This is the blog of AlanJC, aka ChimeraX. Probably mumblings of a random nature, but there may be the rare useful post.

Sunday 7 June 2009

Social overload

Facebook, Twitter, MySpace, Bebo, Plurk, the list goes on. It goes on a very long way!

As someone who looks upon these things with both a personal and professional interest, where do you start, and more importantly, where do you stop?

For me, I mainly use Twitter, Facebook is a secondary concern for me. I don’t post updates regularly, but I use it for the esoteric comments that wouldn’t fit in with the statements and banter I get on Twitter. I think most people use a very small subset of tools of those available for their social media needs.

Now Google is making waves with Google Wave (see what I did there?), which will combine IM, Email, and collaborative working to a certain extent but have they missed the boat?

Hardly anyone I know use email for much nowadays. It’s become a medium to share a private comment, photo, joke etc that they don’t post in public. Everyone I know who communicates online does so via Facebook, Twitter, or IM. Even getting people to move from MSN/WLM to Google Talk was impossible, so will people make the move to this new tool, there are already too many ways of communicating.

I know I will use Google Wave. It’s new, I will have to use it as I can’t resist the lure of playing with new tools. The problem I will face is finding people to make use of it with. If it’s “what email would be like if it was invented today”, then why not make it part of Gmail? Why make a new tool? C’mon Google, you have so many applications now, many of them could be integrated into one solution. iGoogle, Reader, Talk, Gmail, Calendar, Documents, Contacts, and many more, I would be happy to have these all on one dashboard app, it would be easier to see what I had, what I was sharing, my contacts etc. Is this where Wave is headed? Who knows?

Can we have some consolidation? Microsoft and Yahoo merged IM networks so that people could chat to each other, why can’t we have some more open standards and get people on Facebook chatting to people on Windows Live Messenger/Yahoo/MySpace/ICQ and so on. Yes, I know you can use clients such as Digsby, but that still requires an account on each, and you couldn’t have a conference chat between people on other networks.

While it’s good to have choice, and competition, there’s simply too much out there now, so what incentives are there for the average Joe to try something new, and persuade all of his friends to join in?

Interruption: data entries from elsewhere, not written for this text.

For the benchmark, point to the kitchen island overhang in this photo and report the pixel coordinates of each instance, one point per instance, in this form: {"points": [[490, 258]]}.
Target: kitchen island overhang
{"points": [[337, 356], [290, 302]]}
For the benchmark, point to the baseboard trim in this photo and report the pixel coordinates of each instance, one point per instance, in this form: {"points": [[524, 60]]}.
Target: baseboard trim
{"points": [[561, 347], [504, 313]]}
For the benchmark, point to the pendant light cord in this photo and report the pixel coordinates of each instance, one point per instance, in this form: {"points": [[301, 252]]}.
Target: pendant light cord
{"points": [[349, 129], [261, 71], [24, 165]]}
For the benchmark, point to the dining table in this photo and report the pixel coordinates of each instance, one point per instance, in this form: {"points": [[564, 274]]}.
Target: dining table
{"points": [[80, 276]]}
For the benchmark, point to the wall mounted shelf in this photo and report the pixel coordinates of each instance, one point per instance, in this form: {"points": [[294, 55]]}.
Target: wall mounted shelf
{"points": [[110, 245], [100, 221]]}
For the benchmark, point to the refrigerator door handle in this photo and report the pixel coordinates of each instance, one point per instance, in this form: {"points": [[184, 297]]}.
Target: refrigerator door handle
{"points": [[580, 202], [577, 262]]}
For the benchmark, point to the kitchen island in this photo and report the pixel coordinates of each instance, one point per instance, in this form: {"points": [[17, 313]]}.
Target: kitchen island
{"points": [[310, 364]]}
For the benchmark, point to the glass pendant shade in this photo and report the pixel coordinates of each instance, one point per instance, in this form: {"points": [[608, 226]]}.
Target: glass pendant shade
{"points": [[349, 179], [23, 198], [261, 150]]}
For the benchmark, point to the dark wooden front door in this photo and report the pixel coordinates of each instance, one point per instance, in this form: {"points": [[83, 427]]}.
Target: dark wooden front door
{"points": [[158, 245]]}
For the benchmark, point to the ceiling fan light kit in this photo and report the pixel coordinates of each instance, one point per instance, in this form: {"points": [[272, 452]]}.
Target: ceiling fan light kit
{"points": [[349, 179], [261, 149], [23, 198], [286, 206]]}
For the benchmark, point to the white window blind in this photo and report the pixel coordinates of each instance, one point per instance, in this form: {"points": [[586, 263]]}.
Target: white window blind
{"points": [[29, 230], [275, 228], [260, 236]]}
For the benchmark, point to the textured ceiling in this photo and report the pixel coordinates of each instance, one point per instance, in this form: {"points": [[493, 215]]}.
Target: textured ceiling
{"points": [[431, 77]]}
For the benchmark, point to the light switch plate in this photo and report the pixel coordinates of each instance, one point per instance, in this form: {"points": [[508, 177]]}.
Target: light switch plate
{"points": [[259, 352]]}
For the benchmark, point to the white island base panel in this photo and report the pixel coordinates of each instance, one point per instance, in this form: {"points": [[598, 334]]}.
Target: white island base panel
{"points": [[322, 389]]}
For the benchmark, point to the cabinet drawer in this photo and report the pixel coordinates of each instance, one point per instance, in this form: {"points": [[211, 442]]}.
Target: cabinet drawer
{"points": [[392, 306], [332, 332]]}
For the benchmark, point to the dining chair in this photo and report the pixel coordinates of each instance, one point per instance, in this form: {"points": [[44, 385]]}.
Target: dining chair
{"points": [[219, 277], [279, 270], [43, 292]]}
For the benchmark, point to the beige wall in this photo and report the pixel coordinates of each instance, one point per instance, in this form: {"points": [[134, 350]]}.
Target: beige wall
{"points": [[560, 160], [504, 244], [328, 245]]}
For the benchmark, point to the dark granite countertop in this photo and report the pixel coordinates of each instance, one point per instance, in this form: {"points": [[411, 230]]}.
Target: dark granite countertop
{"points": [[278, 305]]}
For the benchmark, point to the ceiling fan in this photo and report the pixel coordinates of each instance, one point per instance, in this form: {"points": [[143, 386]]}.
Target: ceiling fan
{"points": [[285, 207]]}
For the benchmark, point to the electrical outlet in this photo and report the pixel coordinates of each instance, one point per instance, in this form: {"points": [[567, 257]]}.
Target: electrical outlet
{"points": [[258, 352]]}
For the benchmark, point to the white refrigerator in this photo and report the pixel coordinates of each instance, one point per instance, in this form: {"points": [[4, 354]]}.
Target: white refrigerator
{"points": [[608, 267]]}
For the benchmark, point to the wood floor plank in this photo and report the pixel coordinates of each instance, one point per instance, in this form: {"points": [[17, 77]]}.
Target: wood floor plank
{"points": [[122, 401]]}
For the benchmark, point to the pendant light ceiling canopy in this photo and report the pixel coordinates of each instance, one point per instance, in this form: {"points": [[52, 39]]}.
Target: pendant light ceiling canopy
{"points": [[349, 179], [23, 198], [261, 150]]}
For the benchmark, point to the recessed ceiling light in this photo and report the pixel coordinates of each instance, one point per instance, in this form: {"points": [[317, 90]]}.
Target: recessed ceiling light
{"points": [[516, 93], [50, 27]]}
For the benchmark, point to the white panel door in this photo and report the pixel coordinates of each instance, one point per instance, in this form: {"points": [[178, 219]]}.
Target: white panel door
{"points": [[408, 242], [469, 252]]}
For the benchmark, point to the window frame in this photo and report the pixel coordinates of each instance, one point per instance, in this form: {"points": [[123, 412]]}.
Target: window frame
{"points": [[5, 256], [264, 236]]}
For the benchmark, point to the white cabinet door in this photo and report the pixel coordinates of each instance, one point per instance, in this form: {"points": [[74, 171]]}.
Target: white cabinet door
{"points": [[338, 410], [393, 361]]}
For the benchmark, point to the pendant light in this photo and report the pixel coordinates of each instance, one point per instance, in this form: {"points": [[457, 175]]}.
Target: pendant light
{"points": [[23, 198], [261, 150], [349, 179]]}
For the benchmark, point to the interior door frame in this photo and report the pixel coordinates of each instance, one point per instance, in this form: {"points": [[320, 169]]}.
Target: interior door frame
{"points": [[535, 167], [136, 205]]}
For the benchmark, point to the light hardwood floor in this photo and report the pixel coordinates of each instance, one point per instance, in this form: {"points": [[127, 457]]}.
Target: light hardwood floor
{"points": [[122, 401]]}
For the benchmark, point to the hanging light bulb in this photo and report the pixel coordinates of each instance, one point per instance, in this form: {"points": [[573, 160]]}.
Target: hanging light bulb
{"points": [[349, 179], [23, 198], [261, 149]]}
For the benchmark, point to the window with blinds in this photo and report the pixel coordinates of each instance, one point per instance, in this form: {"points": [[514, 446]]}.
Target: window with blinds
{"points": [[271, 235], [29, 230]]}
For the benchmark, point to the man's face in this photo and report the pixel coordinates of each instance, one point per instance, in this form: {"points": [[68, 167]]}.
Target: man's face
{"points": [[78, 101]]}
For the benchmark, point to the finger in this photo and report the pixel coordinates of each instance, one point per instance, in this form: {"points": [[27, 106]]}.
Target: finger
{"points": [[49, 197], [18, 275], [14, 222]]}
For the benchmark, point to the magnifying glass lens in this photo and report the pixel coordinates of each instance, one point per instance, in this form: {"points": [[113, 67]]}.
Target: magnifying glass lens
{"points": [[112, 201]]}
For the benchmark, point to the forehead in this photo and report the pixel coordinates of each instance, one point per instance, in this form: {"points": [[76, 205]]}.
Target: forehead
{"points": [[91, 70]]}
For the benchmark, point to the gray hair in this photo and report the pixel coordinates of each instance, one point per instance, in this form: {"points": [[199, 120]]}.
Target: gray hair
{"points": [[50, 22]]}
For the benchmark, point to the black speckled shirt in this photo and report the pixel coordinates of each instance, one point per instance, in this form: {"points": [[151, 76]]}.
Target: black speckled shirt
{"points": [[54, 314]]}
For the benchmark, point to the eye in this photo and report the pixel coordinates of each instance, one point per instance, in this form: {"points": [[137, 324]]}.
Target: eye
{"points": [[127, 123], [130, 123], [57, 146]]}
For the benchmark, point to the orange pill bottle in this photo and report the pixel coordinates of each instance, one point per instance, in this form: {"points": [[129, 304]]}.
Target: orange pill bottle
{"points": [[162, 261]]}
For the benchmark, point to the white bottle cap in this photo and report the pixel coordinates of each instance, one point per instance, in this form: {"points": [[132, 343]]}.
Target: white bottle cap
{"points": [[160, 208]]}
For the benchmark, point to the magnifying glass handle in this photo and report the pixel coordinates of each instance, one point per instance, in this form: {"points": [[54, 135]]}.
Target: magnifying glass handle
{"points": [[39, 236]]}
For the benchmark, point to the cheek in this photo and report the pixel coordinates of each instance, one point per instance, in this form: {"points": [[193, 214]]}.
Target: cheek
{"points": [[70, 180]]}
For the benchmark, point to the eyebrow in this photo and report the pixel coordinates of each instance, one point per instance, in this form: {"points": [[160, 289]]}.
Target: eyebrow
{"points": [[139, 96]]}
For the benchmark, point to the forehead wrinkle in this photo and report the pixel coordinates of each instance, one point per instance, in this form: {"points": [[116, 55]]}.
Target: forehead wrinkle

I agree that some communities benefit from having their own thing, something that caters for them more than another solution, but I have been part of these smaller groups, and they tend to stagnate faster, and become more cliquey, therefore alienating anyone else who wants to join very quickly.

Perhaps instead of spending so much time and resource in developing new social networks, we should find out how to make best use of the tools we already have, and improve upon them.